Dabei sind die Vorhaben der Oberen gar nicht ohne: wie bereits in Feierabend! #8 dargelegt, geht es um die striktere Ausrichtung und weitgehendere Integration der Hochschulen am Arbeitsmarkt und in die direkte wirtschaftliche Verwertung. Die Zweiteilung des Studiums will man „noch energischer vorantreiben“ (E. Bulmahn). Der erste Zirkel, Bachelor (BA), soll den Zugang zum zweiten (Master, MA) sichern, logisch. Aber nur der limitierte MA eröffnet die akademische Laufbahn – Regelabschluß soll der beruflich orientierte Bachelor werden. Binnen zweier Jahre sollen BA/MA flächendeckend eingerichtet sein – endgültiger Torschluss ist 2010. Das muss ein grandioses Jahr werden … universale Agenda, neue Rente, moderne Bildung, effiziente Gesundheit, besiegte Arbeitslosigkeit und und und!
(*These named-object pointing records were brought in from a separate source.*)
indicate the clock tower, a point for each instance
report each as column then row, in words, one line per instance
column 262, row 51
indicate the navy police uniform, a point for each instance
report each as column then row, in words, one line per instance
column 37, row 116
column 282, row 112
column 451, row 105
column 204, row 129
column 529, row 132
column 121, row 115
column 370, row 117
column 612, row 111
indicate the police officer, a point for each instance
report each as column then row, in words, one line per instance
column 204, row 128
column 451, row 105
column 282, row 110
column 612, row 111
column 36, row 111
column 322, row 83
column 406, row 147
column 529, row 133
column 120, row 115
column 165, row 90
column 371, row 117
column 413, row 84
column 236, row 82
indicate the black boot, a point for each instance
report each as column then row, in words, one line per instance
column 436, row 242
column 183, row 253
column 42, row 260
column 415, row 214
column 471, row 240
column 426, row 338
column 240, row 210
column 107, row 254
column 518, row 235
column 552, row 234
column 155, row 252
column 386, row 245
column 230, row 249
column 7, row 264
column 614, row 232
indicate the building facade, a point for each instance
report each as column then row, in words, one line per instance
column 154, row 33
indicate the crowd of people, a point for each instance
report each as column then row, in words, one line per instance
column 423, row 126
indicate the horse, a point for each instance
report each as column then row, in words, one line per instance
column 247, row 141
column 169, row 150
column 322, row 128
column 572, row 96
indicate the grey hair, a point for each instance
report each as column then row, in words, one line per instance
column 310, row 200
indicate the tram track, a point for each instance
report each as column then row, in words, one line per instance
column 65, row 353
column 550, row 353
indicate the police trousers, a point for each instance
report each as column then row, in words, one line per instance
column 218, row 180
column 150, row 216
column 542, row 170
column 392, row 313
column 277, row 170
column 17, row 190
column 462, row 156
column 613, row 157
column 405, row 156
Etwas verschwommen noch, preisen die Minister BA/MA als angemessen für Forschung und Arbeitsmarkt – doppelter Nutzen in einem Konzept, wie praktisch! Diese Kombination verbessere die Fähigkeit „Europa[s] zu Spitzenleistungen in Forschung und Innovation“ – damit dabei auch alle (Studierende, Profs, Unis) mitmachen, werden bis 2005 umfassende „Evaluationsverfahren“ (man kennt das aus der Schule: Zensuren) und eine europaweite Hierarchisierung (ENQA) etabliert. „Das erzeugt den heilsamen Druck, der helfen wird, das Ziel in 2010 zu erreichen.“ Gleichzeitig betonen die Minister die breite Basis, auf der ihre Initiative gründet: Rektoren, Universitäten, Studierende, Wirtschaft, Staaten weit über die EU hinaus, … Druck und Basis, kein Widerspruch? Ein Sprichwort: Bist Du nicht willig, so brauch ich Gewalt – und wenn es administrative Gewalt ist. Wenn sich die Zahl der BA-Studierenden seit 1999 auch vervielfacht hat, so reicht das nach Einschätzung des Präsidenten der Hochschulrektorenkonferenz (HRK) noch nicht aus. „Solange es das Nebeneinander in ganzer Breite gibt, wird es uns nicht gelingen, die europäischen Abschlüsse […] zu vermitteln“ – nun geht es darum, Alternativlosigkeit zu schaffen. So funktioniert Politik! Klare Signale, wie HRK-Präsident Gaethgens sie fordert, tun ein übriges: Hochschulausgaben hätten als Investitionen, nicht als Konsum zu gelten. Die erfolgreiche Umdeutung von Bildung zu Kapital in Form des „Akkumulierungssystem[s]“ ECTS, der gesamte „Bologna-Prozess steht und fällt mit der Qualitätssicherung“. Ebenso unverblümt äußert sich der Bund der Deutschen Industrie (BDI) auf seiner Konferenz in Berlin (22.9.): Ziel moderner Bildungspolitik müsse die »Ökonomisierung des Wissens“ sein … und das habe sich die EU mit dem Bologna- Prozess gesteckt. Das European Credit Transfer System (ECTS) stellt den Bildungsgang in Punkten dar, die man sammeln, akkumulieren kann. Durch diese Formalisierung wird „Bildung“ nicht nur enger angebunden an eine zeitnahe Verwertung, sie wird dem Geld auch immer ähnlicher.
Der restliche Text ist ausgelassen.